- Mark as New
- Bookmark
- Subscribe
- Mute
- RSS Feed
- Permalink
- Report Inappropriate Content
Hi All,
I have written a Proc Sql statement that does exactly what I want it to do: generate a new variable in a summation statement grouped by two variables. Here is the code:
Proc Sql;
create table Valuation2016 as select
fin_status,
exposure_bin,
sum(npv_1)/sum(end_month_bal) as per_npv
from companies_all (where=((flag=1) and (eff_loan ne .)))
group by fin_status,
exposure_bin
;
Quit;
The only problem is that, some of the time, my dataset contains no values for intersection of npv_1 and end_month_bal grouped by fin_status and exposure bin. For example, next month I may have a dataset that has no observations when fin_status=2 and exposure_bin="100%".

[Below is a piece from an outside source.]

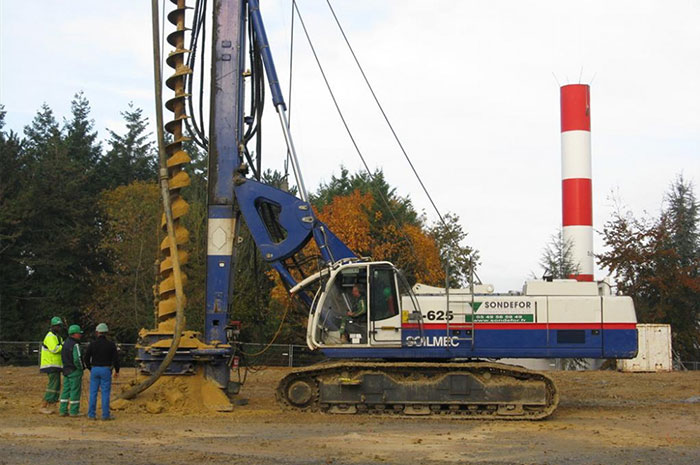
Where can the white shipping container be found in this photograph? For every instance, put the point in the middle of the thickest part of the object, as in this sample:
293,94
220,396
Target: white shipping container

Question: In this case what I want to do is tell SAS that if it encounters a blank when grouped by fin_status and exposure_bin, to move on to the the total npv_1/end_month_bal for that that exposure_bin group.
For example, if fin_status=1 and exposure_bin=100% conditions ==> missing npv_1 and end_month_bal then take sum of all npv_1/sum of all end_month_bal for just exposure_bin=100% condition regardless of fin_status.
Sorry for the wordy question. Any help and thoughts you could share is much appreciated! Thanks!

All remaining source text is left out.